With our new found freedom of a rental car we were able to discover a little more of what was on our doorstep. Along a shady pathway and over the railway tracks, a huge waterfall, Brandywine falls, jetted out into a huge drop. The path of the water, through the trees and into the distance had the perfection of a painting.
The Stawamus Chief was another impressive hike we set our sights on. Towering over Squamish this rock is a long slog onwards and upwards to three impressive peaks. We panted on up through the clouds, steps making way to gnarled roots underfoot. Just as we were lulled into thinking we had reached the end, a series of chains and ladders would assist our final push, a climb to the top. The upper body strength and team support needed to get to the top only made the view better. As the clouds had mostly cleared we enjoyed a sunny spot and a snack, one which several chipmunks were only too keen to get involved in.

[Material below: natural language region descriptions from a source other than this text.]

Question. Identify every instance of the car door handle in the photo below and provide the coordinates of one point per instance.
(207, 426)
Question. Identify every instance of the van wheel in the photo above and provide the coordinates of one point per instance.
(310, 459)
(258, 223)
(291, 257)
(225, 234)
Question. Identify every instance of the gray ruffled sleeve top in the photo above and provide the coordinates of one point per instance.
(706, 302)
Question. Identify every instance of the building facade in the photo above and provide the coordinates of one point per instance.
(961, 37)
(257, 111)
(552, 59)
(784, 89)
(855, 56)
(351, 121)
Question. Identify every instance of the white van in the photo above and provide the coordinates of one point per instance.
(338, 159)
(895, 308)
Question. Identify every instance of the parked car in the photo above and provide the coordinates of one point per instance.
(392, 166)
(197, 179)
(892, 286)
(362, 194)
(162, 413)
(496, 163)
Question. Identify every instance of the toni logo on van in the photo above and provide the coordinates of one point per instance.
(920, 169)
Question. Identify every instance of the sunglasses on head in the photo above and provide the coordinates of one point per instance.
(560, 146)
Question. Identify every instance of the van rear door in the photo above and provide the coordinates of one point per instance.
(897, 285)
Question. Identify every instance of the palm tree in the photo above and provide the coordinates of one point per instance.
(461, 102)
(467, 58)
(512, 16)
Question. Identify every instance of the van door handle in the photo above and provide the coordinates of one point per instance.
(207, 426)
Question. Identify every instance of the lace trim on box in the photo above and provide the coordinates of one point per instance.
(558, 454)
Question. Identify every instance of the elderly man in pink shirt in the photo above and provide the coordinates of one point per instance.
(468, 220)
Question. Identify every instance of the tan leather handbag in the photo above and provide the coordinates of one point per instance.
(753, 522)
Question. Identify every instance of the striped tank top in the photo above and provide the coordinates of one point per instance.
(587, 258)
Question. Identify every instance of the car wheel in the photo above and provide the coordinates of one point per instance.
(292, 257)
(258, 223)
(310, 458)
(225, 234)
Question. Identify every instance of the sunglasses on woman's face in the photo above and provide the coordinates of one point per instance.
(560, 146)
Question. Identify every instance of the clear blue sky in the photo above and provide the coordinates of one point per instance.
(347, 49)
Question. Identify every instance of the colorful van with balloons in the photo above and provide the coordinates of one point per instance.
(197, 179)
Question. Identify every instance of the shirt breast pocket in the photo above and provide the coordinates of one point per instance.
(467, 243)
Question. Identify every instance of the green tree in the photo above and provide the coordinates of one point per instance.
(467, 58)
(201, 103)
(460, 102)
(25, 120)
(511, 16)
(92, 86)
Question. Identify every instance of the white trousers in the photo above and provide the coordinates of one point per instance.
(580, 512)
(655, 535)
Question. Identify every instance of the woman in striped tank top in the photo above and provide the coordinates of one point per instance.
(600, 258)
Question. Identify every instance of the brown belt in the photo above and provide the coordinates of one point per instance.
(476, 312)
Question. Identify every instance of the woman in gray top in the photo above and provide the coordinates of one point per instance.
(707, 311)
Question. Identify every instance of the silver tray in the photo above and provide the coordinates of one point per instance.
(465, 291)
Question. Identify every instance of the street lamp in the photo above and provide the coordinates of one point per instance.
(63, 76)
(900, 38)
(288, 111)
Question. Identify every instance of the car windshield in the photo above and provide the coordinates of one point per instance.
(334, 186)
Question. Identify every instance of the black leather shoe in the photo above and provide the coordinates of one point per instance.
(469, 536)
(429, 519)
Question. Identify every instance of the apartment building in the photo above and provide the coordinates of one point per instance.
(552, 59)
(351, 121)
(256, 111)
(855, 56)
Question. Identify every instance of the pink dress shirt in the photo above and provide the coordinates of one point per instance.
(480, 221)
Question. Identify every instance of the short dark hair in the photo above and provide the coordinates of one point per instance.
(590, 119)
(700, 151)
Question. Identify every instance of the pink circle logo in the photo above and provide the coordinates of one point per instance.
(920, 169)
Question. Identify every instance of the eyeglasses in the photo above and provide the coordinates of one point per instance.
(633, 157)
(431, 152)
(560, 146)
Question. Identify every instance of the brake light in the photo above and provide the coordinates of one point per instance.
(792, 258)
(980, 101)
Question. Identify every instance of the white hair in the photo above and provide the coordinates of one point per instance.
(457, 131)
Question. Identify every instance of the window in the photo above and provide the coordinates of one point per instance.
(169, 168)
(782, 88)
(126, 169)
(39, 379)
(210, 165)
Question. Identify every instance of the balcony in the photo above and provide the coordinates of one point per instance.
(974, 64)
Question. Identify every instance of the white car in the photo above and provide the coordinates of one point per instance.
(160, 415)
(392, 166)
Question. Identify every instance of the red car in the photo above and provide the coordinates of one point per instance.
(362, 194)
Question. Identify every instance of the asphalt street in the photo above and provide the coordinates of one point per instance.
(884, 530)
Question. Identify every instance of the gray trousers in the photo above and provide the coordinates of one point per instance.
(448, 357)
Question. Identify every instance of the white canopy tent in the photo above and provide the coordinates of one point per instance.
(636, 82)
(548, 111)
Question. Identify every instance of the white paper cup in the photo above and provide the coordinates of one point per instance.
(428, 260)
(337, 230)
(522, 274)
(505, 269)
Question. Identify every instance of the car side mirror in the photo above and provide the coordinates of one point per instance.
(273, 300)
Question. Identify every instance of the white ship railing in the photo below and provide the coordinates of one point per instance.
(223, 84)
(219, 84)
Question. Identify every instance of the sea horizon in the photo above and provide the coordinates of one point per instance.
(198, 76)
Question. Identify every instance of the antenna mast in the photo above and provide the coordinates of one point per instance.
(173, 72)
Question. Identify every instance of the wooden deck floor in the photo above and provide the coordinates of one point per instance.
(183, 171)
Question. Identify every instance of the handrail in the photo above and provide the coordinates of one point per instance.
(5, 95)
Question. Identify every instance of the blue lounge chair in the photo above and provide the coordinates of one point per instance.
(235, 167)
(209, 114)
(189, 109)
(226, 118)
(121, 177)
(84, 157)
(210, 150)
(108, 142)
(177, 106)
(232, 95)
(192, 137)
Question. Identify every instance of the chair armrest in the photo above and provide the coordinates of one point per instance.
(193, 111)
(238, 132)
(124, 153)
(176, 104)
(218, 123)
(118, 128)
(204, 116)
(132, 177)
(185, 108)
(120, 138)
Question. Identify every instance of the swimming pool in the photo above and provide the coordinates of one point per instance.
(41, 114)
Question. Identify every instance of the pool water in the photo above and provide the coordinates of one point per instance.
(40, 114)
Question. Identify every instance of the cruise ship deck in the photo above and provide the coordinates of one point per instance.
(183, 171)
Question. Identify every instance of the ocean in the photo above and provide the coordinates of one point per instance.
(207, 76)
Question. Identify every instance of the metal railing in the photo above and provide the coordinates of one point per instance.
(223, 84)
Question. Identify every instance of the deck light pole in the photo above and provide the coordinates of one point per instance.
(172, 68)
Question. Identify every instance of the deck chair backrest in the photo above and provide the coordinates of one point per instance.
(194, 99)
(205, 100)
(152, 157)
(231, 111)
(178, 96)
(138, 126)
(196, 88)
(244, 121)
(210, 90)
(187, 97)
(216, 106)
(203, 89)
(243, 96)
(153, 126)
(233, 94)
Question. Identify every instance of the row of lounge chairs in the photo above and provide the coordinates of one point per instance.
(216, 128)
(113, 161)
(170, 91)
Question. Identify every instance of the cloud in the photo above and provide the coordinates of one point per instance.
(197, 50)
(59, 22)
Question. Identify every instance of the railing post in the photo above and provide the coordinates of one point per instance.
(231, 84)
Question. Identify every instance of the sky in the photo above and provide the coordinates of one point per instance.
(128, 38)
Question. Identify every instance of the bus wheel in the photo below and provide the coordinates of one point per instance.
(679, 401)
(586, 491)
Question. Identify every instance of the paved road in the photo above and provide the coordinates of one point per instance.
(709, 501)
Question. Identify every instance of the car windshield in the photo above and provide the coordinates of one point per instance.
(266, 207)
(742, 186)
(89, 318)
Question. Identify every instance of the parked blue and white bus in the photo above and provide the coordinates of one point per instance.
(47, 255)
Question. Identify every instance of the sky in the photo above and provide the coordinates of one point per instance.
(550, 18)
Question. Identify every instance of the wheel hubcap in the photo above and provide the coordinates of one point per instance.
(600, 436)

Another must for the Whistler bucket list was to do a shot ski. An iconic snow accompaniment, it takes good coordination to all take a shot simultaneously off a ski. Joe was the craftsman of our drinking vessel. He worked with what was available, a pretty old school racing ski, and glued four shots to the base. The shots of choice were a minty polar bear, followed by a sunrise to acknowledge moving on from winter to quickly emerging summer. Midnight on his birthday eve we had multiple attempts at the shot ski, drinking along to Sweet Caroline, apparently a Whistler anthem. As more got poured, the headwear got more eclectic, adding to the evenings hilarity.
Our day to depart started at 5.30am with final boot camp, final packing, final breakfast with friends and final goodbyes. It was almost to busy to grasp the emotion of the day. Reluctance and excitement stirred as we headed for the city saying goodbye to everything which had been home for seven months, leaving with a lot of accumulated luggage and a friendship which was ready for its next adventure, to span two countries.